The other downside to working as a developer in an investment bank
If you're entertaining the idea of becoming a developer in an investment bank instead of a technology company, you're probably already familiar with the notion that the technology might not be as advanced or the releases as frequent as at a Facebook or a Google. But have you also considered the fact that you won't get to work on a laptop and will be compelled to spend a lot more time working in the office?

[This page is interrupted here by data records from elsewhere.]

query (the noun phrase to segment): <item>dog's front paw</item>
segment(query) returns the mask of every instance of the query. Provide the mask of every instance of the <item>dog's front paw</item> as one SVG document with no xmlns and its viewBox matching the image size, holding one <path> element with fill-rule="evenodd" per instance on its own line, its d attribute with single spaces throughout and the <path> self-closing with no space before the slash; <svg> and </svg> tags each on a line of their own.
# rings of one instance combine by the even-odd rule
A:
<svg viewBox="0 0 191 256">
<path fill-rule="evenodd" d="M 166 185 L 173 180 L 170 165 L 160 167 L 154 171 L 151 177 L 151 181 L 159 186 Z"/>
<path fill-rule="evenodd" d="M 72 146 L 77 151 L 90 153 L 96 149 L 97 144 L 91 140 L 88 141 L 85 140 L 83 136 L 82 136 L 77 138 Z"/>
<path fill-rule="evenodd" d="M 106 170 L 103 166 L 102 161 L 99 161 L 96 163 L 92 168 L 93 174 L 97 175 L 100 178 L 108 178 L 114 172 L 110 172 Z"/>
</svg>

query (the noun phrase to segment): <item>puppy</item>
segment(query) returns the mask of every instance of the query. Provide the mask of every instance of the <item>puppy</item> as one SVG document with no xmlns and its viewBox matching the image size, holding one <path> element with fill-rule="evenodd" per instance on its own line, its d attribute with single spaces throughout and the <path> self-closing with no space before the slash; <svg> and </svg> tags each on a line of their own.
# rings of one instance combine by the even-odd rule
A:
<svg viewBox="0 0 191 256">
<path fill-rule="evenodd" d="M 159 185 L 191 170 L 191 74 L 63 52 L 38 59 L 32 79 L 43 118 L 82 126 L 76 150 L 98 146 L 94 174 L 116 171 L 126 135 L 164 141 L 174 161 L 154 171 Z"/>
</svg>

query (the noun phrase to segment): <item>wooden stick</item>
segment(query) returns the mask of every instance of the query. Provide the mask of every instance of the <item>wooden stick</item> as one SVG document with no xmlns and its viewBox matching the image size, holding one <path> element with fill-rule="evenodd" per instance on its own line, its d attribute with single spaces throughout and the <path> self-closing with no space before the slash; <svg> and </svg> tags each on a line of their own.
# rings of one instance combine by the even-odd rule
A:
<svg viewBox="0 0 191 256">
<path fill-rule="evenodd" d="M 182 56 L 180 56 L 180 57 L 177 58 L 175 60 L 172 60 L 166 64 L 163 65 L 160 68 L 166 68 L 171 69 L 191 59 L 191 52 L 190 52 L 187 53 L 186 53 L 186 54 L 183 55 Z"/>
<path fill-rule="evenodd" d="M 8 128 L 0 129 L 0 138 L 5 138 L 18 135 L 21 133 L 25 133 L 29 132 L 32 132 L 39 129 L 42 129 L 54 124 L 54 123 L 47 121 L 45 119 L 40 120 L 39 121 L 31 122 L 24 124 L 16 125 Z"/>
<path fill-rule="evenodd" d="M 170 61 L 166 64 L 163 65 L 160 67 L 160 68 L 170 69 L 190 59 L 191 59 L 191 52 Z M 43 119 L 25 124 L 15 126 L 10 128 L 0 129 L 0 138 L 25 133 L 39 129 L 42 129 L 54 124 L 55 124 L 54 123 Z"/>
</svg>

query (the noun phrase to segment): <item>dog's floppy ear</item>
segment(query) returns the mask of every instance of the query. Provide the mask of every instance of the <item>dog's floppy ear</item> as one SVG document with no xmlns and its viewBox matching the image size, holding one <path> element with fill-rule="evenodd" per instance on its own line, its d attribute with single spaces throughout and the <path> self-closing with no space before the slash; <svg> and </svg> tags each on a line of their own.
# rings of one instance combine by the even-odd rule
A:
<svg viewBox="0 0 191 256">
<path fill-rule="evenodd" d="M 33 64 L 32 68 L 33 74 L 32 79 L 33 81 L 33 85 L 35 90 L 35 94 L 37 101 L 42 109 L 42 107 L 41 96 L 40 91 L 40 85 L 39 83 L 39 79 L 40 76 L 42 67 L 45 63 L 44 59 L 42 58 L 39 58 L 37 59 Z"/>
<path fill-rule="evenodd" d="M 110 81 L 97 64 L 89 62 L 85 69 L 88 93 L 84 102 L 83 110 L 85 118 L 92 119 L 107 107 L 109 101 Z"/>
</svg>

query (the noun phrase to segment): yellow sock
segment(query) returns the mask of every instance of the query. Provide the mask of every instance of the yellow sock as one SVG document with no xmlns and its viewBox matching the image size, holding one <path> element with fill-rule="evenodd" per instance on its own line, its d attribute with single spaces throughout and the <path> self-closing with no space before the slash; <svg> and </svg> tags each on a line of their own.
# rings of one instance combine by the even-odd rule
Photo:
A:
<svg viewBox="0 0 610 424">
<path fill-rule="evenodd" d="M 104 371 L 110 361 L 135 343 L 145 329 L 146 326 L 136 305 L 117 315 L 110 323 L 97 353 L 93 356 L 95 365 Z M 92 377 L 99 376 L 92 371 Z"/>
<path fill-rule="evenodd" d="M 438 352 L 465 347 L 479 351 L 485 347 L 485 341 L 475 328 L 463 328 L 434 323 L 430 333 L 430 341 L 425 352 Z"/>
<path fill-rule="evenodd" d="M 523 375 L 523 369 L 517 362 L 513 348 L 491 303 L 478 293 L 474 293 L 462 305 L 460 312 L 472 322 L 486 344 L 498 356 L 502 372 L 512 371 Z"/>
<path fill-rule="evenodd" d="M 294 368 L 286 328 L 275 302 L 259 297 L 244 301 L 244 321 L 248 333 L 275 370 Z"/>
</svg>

Speaking at Goldman’s Technology and Internet Conference in San Francisco on Wednesday, Goldman's co-CIO George Lee said employees Goldman hires from technology companies can find it difficult to shed the notion that they should be able to work on laptops and communicate with co-workers from a Starbucks or a train station. This isn't always possible at Goldman because of the regulations surrounding the way the bank operates, said Lee.
Lee's admission follows a Wall Street Journal article in September which said that developers working on Goldman's Marcus retail banking platform were upset when their requests for MacBooks were turned down. It was possibly to help palliate this that Goldman allowed a developer to travel around the office on a hoverboard, until another colleague borrowed it and crashed.
Goldman is unlikely to be the only bank coming up against regulatory constraints as it hires developers from outside of banking. JPMorgan has deliberately set out to raid Google and Facebook for its new AI team in California.
One Goldman engineer said the downsides of banking are more than compensated by the upsides and that the culture in Goldman's London coding team is less aggressive than in big tech firms. Jo Hannaford, the head of Goldman's EMEA technology team, said last year that developers at Goldman Sachs work moderate hours and are not expected to work evenings. However, some suggest this is not always the case.